Engineers at UC San Diego have unveiled a new technique that enables large language models to learn new tasks with significantly less data and computing power, potentially democratizing AI usage.
Researchers from the University of California San Diego have unveiled a pioneering approach to customize large language models (LLMs) — the engines behind chatbots and protein sequencing tools. This breakthrough method significantly reduces the data and computing power needed for these adaptations, potentially making advanced AI more accessible.
LLMs consist of billions of parameters that shape how they interpret and process information.

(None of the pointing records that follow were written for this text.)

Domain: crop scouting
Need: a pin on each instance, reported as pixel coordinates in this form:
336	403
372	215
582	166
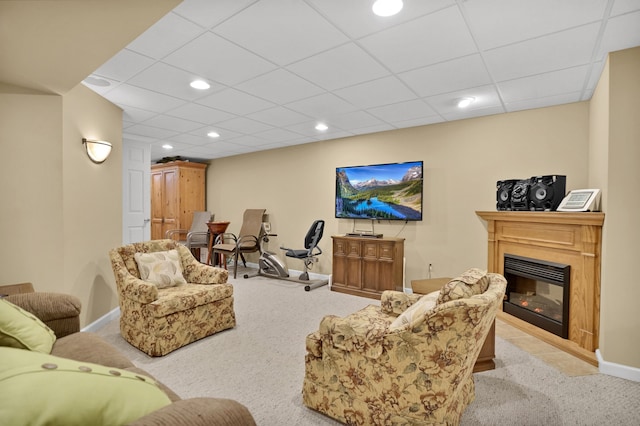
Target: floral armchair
189	301
396	365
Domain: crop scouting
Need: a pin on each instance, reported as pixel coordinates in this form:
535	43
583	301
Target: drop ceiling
279	67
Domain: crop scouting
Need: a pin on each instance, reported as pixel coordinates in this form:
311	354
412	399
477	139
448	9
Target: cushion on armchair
473	281
415	313
161	268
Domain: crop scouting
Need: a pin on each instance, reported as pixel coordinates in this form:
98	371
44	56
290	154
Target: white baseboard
617	370
103	320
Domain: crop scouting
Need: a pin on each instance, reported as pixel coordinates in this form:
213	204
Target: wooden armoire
177	190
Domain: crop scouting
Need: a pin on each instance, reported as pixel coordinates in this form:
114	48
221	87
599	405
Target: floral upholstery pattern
160	320
473	281
359	372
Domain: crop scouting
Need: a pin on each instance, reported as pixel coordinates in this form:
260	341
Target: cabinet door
354	265
370	280
170	201
387	267
156	205
339	263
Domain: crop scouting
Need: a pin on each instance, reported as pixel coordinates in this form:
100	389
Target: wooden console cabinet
177	190
366	266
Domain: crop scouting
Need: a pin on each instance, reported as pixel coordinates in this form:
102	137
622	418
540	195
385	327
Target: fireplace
538	292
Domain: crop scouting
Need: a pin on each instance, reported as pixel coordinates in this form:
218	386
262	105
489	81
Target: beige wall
462	162
61	213
620	340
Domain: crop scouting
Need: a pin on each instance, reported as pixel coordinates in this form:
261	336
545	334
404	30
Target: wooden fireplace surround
571	238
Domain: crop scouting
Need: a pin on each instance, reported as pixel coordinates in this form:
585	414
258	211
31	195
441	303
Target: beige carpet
260	363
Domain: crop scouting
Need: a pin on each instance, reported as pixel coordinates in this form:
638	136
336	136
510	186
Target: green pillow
39	389
22	329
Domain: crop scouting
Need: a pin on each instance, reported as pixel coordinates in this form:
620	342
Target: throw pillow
44	389
415	312
23	330
473	281
162	268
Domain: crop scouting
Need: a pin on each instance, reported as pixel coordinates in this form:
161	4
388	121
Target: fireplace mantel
570	238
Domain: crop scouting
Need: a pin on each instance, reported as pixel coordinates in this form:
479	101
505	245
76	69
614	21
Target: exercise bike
270	265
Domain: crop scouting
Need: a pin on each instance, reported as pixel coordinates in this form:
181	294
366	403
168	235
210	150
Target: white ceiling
278	67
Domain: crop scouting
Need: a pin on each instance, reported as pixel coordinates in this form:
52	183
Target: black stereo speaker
503	193
546	192
520	195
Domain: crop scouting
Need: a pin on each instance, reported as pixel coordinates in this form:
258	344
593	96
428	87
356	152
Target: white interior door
136	192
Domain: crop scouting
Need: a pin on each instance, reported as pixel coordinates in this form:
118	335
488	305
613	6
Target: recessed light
200	84
465	102
97	81
387	7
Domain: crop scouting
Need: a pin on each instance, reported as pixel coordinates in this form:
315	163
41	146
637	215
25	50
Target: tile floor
568	364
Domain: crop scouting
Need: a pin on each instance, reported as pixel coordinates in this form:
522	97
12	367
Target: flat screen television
380	191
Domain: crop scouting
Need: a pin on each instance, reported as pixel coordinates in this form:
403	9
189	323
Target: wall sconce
98	151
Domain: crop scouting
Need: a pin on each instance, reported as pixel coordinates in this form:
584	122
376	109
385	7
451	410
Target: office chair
311	249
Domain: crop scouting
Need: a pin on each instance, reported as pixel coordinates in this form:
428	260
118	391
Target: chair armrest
60	312
136	289
396	302
199	412
192	234
169	234
9	289
361	332
200	273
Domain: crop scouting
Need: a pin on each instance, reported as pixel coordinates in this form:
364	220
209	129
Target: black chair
311	250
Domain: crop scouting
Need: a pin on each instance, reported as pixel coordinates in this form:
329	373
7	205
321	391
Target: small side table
215	229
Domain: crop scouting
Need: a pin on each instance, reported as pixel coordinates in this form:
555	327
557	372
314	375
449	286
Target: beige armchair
408	361
158	319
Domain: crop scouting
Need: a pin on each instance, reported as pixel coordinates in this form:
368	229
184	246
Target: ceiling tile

Traditionally, fine-tuning these models involves adjusting all these parameters, a process that is both costly and prone to overfitting. Overfitting occurs when a model memorizes specific patterns rather than understanding them, leading to poor performance on new examples.
The innovative method from UC San Diego engineers streamlines this process by updating only the most essential parts of an LLM, bypassing the need to retrain the entire model from scratch.
This approach not only cuts costs but also enhances the model’s flexibility and ability to generalize learning across different tasks.
“With our method, even small labs and startups without huge budgets, supercomputer-level resources or large datasets can adapt large AI models for their own needs,” Pengtao Xie, a professor in the Department of Electrical and Computer Engineering at the UC San Diego Jacobs School of Engineering, said in a news release. “This work represents a step toward democratizing AI.”
The team demonstrated their method on protein language models, crucial tools for studying and predicting protein properties.
For instance, the new technique achieved higher accuracy in predicting whether peptides can cross the blood-brain barrier while using 326 times fewer parameters than conventional methods. Similarly, it matched the performance of full fine-tuning in predicting protein thermostability while using 408 times fewer parameters.
The method, published in Transactions on Machine Learning Research, holds promise for a variety of applications beyond protein modeling, encompassing any field that leverages LLMs.